The rest of the world came to know it as The Last Supper. The disciples called it dinner on Thursday night. Two thousand years ago, they had wrapped up a meal with their Rabbi and stepped out into the night for a walk down to a garden in the valley below Jerusalem. The city set on a hill, everything surrounding Jerusalem was a valley by definition. The full moon would have lit their way, but they weren’t walking an unfamiliar path or visiting an unfamiliar garden. The disciples had been here many times with Jesus (as recently as the day prior), probably pestering Him with questions about His parables as they sauntered between rows of olive trees.

Gethsemane is a Greek transliteration of the Hebrew words gat (meaning press) and shemen (meaning oil); thus, Oil Press. The name hints at the kinds of fruits this garden yielded; it further foreshadowed the excruciating intensity of Jesus’ final prayer before His arrest.

In less than 24 hours, the Messiah would be dead. But in this moment, He still had work to do. Most of the disciples were left by themselves as Jesus pressed further into the garden’s shadows with Peter, James, and John. It’s here that the gospels note a shift in Jesus’ demeanor; the sorrow that He was about to undergo was overwhelming. But unlike with their mountaintop vision of His transfiguration, even the elite three were not allowed to venture further. As they likely saw Him do every night for the last three years, Jesus left them to speak with His Father. It was just a Thursday night.

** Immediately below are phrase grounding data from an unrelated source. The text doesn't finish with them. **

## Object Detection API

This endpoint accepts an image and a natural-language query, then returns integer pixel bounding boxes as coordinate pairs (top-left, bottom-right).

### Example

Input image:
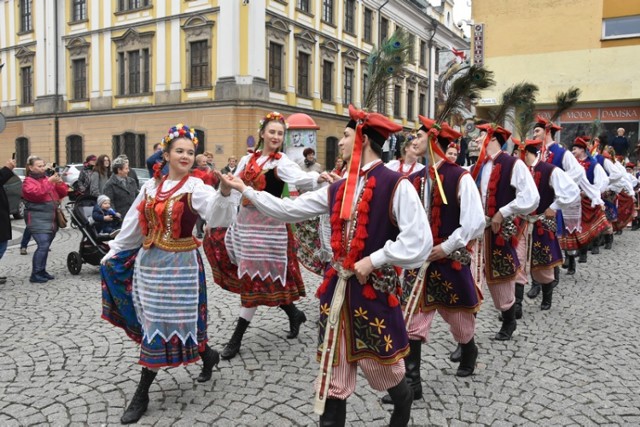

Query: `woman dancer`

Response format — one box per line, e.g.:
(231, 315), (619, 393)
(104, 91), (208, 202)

(386, 136), (425, 176)
(204, 112), (330, 360)
(100, 124), (219, 424)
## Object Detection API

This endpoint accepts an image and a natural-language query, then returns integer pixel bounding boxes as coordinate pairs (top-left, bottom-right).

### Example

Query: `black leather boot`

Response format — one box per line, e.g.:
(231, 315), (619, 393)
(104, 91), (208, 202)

(632, 218), (640, 230)
(540, 282), (553, 311)
(494, 304), (517, 341)
(456, 338), (478, 377)
(280, 303), (307, 339)
(197, 344), (220, 382)
(526, 281), (541, 299)
(567, 256), (576, 275)
(551, 266), (560, 289)
(319, 398), (347, 427)
(221, 317), (250, 360)
(561, 251), (569, 269)
(514, 283), (524, 319)
(387, 377), (413, 427)
(578, 248), (588, 263)
(382, 340), (422, 404)
(591, 236), (600, 254)
(121, 368), (157, 424)
(450, 343), (462, 363)
(604, 233), (613, 249)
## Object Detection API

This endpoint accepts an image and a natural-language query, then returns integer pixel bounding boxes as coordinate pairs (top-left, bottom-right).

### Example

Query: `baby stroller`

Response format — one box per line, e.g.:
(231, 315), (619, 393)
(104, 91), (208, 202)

(65, 195), (113, 275)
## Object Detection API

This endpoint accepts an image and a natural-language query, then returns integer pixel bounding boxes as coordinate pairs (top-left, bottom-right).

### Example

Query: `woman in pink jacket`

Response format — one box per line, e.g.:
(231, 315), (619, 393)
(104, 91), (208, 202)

(21, 156), (68, 283)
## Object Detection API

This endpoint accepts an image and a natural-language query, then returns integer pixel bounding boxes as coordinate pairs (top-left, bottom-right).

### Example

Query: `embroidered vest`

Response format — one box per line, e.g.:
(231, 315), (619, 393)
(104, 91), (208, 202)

(140, 192), (200, 252)
(533, 161), (556, 214)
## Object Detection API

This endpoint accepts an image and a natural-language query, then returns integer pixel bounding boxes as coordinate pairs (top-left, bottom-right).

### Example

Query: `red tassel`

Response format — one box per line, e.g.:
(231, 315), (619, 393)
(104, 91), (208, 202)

(496, 235), (505, 246)
(452, 260), (462, 271)
(354, 226), (368, 240)
(388, 294), (399, 307)
(537, 225), (544, 235)
(362, 284), (377, 300)
(511, 236), (518, 247)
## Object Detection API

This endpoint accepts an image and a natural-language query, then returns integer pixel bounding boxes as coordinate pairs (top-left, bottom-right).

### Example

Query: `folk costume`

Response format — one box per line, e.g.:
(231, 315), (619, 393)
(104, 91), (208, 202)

(471, 124), (539, 341)
(204, 112), (321, 361)
(100, 125), (220, 424)
(609, 157), (636, 233)
(231, 106), (431, 427)
(625, 163), (640, 230)
(520, 139), (580, 311)
(385, 158), (425, 176)
(404, 118), (484, 384)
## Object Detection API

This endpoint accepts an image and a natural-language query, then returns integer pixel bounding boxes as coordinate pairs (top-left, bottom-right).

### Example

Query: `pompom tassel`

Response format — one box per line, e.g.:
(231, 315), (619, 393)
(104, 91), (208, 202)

(495, 235), (505, 246)
(452, 260), (462, 271)
(538, 225), (544, 235)
(388, 294), (399, 307)
(362, 284), (377, 300)
(511, 236), (518, 247)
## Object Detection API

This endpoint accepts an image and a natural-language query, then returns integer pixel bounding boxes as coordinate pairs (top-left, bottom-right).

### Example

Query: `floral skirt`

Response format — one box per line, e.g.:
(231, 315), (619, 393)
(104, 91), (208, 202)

(613, 192), (634, 231)
(559, 198), (611, 251)
(101, 248), (209, 368)
(203, 226), (306, 308)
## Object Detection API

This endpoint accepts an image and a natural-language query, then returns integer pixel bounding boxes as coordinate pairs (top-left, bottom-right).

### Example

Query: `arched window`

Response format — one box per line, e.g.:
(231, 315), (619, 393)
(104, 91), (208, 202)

(66, 135), (84, 164)
(15, 137), (29, 167)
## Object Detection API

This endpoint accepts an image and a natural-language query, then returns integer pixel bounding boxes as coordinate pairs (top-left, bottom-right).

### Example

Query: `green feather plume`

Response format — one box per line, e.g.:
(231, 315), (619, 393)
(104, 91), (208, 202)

(550, 87), (581, 122)
(489, 82), (539, 125)
(515, 102), (536, 141)
(436, 64), (495, 123)
(363, 28), (412, 112)
(587, 119), (603, 140)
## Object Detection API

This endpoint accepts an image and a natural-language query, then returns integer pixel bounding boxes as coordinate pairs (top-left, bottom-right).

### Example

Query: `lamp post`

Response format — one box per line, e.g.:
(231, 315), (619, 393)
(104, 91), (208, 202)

(426, 15), (438, 118)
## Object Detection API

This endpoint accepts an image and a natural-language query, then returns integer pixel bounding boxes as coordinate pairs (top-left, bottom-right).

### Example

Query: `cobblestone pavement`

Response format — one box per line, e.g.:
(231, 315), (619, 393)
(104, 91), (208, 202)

(1, 217), (640, 426)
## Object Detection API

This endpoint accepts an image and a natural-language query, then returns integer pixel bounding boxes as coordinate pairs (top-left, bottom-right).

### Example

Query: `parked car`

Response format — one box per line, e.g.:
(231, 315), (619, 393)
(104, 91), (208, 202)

(61, 163), (84, 187)
(132, 168), (150, 190)
(3, 174), (25, 219)
(12, 167), (26, 182)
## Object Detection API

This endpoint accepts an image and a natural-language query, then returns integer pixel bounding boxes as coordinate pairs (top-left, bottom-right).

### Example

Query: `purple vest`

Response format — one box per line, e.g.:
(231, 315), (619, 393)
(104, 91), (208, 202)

(530, 161), (563, 270)
(492, 152), (517, 214)
(534, 161), (556, 214)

The prophet Joel focused much of his attention on the Day of the Lord. It’s an awful day of judgment for some, a day of redemption for others. In chapter 3, the captives of Israel have finally converged on their homeland. The nations that once enslaved them are assembled in a valley to face their Maker. God begins iterating through a laundry list of crimes they’ve committed. They took the land as spoil for themselves, selling off children for booze and sex. Gold and silver that once adorned the tabernacle of God now sit in the temples of idols. God sees this as a personal attack. And for that, He responds swiftly. Step one is to restore Israel back to their land. Then the children of these belligerents will end up as slaves themselves.

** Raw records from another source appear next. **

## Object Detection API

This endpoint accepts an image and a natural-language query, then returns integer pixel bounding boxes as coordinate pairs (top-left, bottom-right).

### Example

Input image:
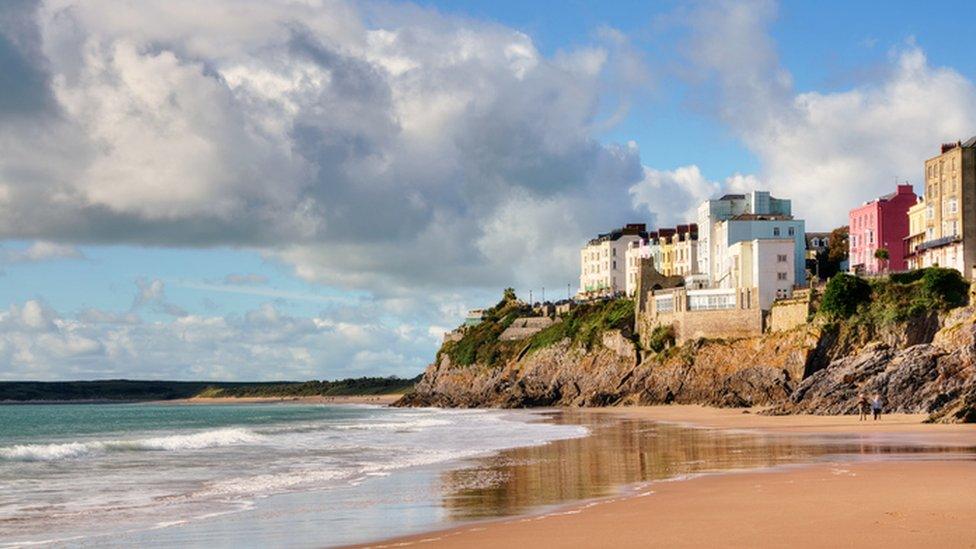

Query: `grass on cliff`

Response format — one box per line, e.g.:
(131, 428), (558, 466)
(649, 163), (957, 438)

(525, 299), (634, 355)
(440, 296), (636, 366)
(440, 296), (531, 366)
(818, 268), (969, 326)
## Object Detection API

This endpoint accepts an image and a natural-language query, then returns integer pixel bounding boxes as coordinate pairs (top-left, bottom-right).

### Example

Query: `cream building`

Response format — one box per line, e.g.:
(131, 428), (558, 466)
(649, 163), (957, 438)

(580, 224), (647, 297)
(905, 198), (928, 270)
(668, 224), (699, 277)
(624, 225), (698, 296)
(914, 137), (976, 276)
(726, 238), (796, 310)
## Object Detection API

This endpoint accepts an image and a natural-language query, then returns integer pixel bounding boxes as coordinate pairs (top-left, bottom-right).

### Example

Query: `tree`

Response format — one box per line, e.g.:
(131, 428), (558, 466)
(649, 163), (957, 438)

(874, 248), (890, 273)
(821, 226), (850, 278)
(827, 226), (849, 265)
(502, 287), (517, 302)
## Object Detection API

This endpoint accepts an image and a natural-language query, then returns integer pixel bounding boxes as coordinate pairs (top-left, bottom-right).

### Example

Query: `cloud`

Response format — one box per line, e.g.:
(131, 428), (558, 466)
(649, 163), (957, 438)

(2, 241), (84, 263)
(0, 0), (652, 294)
(0, 298), (433, 381)
(132, 278), (188, 317)
(681, 0), (976, 229)
(223, 273), (269, 285)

God wants to speak directly to the armies and mighty men of these offending countries. He’s going to bring His own mighty men to the fight. But the people aren’t ready for war; they think they’re in a time of peace. It’s evident because God tells them to beat their harvesting implements into weapons, an inversion of Isaiah 2:4 and Micah 4:3.

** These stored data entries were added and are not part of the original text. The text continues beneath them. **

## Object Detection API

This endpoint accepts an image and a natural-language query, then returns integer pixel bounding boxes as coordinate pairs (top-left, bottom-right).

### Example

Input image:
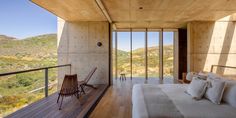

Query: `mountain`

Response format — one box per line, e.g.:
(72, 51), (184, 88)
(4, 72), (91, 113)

(0, 34), (58, 116)
(0, 34), (57, 73)
(0, 34), (56, 57)
(0, 35), (16, 41)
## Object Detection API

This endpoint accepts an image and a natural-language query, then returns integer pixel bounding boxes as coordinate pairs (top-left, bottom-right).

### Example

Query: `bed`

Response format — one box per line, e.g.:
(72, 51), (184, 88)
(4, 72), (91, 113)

(132, 84), (236, 118)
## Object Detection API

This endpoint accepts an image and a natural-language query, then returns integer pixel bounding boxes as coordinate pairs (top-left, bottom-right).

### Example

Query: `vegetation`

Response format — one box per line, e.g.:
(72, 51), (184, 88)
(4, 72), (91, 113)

(0, 33), (174, 117)
(113, 45), (174, 78)
(0, 34), (58, 117)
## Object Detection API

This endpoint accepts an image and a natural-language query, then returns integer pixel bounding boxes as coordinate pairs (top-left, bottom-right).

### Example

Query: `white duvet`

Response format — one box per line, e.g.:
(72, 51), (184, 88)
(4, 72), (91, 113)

(132, 84), (236, 118)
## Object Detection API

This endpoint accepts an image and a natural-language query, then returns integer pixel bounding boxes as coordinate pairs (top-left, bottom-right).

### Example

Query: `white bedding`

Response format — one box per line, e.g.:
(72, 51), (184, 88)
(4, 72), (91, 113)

(132, 84), (236, 118)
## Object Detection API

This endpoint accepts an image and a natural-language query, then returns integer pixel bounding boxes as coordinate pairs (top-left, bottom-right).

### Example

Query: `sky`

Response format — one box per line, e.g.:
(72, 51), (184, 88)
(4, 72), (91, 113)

(0, 0), (174, 48)
(114, 32), (174, 51)
(0, 0), (57, 39)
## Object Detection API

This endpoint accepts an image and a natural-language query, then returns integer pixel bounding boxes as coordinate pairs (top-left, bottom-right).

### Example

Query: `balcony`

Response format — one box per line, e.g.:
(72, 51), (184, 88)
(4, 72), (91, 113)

(0, 64), (108, 118)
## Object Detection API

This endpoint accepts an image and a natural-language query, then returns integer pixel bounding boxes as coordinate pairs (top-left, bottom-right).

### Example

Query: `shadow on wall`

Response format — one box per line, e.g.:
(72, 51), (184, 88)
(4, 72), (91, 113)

(216, 16), (235, 75)
(191, 15), (236, 77)
(195, 22), (215, 71)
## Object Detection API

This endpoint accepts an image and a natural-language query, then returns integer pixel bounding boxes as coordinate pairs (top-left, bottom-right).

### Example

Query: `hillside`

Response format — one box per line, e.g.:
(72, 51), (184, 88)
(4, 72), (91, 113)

(0, 35), (16, 41)
(115, 45), (173, 77)
(0, 34), (58, 117)
(0, 34), (57, 73)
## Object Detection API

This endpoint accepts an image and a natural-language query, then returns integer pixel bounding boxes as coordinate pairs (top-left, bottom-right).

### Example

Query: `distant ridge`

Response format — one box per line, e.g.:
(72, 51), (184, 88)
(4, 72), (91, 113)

(0, 35), (17, 41)
(0, 33), (57, 41)
(23, 33), (56, 40)
(0, 33), (57, 59)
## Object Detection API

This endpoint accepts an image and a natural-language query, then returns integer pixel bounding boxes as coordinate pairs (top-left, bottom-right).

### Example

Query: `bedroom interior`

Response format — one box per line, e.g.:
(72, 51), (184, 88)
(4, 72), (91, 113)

(2, 0), (236, 117)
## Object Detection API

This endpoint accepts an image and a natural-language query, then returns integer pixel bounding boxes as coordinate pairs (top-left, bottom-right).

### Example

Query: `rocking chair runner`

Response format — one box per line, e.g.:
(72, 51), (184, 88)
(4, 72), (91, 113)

(79, 67), (97, 94)
(57, 74), (80, 110)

Speaking of farm tools, Joel continues his soliloquy with a directive to begin a harvest. It’s time to gather because the winepress is overflowing and the grain is ripe. But this is a yield of wickedness grown by the surrounding nations. But God just told the people to convert their pruning hooks and plowshares into spears and swords. There’s no power they have in the face of the chaos they’ve created. It’s not for them to collect their iniquities. God will.

When God gathered the nations together for their judgment in this chapter, He brought them to the Valley of Jehoshaphat. Which is strange, because King Jehoshaphat isn’t mentioned anywhere else except in the stories of the Chronicles and Kings. It’s all one Hebrew pun, of course. Jehoshaphat means Yahweh will judge. God called the nations to the Valley of God’s Judgment…to judge them. This is also called the Valley of Decision later in this chapter.

But what of the Valley of Jehoshaphat? Historically and traditionally, the name has been tied to the Kidron Valley, a channel that separates Jerusalem from the Mount of Olives. This valley transcends the Malachi-Matthew line and figures prominently in the Gospels. How? There’s a famous garden in this valley.

Gethsemane.


Let’s reread Joel 3 now, shall we? The nations are gathered into the Valley of Judgment where God will confront them with their wrongdoings. He’s commanded that all their iniquities be gathered together, but He just instructed them to destroy their gardening tools. How can they harvest anything, let alone their sins? But then a Man walks into the Valley. He enters the Garden. He drops to His knees in anguish, pressed so hard that He begins sweating blood. The sins of humanity were brought to this place and now they rest on His shoulders. It’s almost too much to bear. He desperately wants this burden to be removed but even more desperately He must fulfill the will of the Father. An hour later, He leaves the Valley surrounded by a squadron of soldiers. With Him depart the sins of the world. This isn’t judgment anymore. It’s blessing. The Man took on the guilt of a planet and set it free.

The world would be turned upside down in the next 72 hours. In less than two months from this moment, in the first breaths of the book of Acts, Peter would proclaim that Joel’s prophecy of the promise of the Spirit had been fulfilled. That evening in Gethsemane was the hinge on which all of creation had been longing to turn. It was the culmination of centuries of prophetic hope. But ask Bartholomew or Thomas or Andrew what they thought in the moment, and none of them would have pointed to Joel’s foretelling of the Day of the Lord. None of them knew what was about to happen or all that it would entail. To the disciples, it was just a Thursday night.